Monday, Jan. 21, 1935

Prized Assassin

On the monster collective farm near Saratov peasants decided to do something about the assassination of Dictator Stalin's "Dear Friend Sergei" Kirov (TIME, Dec. 10 et seq.). Slapping together improvised scenery to represent Leningrad Communist Party Headquarters, where the crime was committed, they re-enacted it before a fascinated audience which came from miles around. As in real life, Comrade Kirov was shot by another Comrade, both men correctly represented as Communists in good standing.

"Everyone appeared to enjoy the spectacle, hissing the assassin and applauding Comrade Kirov," innocently telegraphed the local Soviet Tass Agency reporter. "Afterward the actors received prizes for their efforts."

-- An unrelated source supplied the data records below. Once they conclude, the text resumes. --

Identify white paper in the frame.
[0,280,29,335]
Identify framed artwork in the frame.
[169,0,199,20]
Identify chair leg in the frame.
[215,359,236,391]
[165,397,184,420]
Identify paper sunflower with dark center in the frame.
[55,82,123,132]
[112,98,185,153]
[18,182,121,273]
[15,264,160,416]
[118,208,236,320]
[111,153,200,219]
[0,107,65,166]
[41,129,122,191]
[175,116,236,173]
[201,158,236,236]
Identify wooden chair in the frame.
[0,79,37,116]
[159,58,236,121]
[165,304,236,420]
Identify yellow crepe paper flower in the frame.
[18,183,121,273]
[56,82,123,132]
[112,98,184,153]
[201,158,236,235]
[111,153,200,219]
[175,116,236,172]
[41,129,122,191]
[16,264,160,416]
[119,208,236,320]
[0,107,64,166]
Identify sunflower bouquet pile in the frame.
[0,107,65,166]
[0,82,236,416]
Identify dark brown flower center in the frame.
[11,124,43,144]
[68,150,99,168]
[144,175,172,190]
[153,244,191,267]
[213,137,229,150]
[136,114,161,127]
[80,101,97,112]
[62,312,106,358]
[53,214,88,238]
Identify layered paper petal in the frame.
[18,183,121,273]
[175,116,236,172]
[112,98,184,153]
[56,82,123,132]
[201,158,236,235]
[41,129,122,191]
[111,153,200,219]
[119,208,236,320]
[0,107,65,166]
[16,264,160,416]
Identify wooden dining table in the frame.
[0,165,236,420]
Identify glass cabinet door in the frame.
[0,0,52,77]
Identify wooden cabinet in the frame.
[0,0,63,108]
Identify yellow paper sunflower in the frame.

When news of this reached the Kremlin fury knew no bounds. Nobody knows better than shrewd Josef Stalin that the shrewd Russian peasant is a born ironist, famed for taking cracks at his masters by sly indirection. That one of the Dictator's pet collective farms should have staged an assassination of Red by Red, no matter under what pretext, meant just one thing in Russia. Last week Pravda, newsorgan of the Party, banned any further staged assassinations, denounced Saratov's rustic thespians, demanded their instant punishment.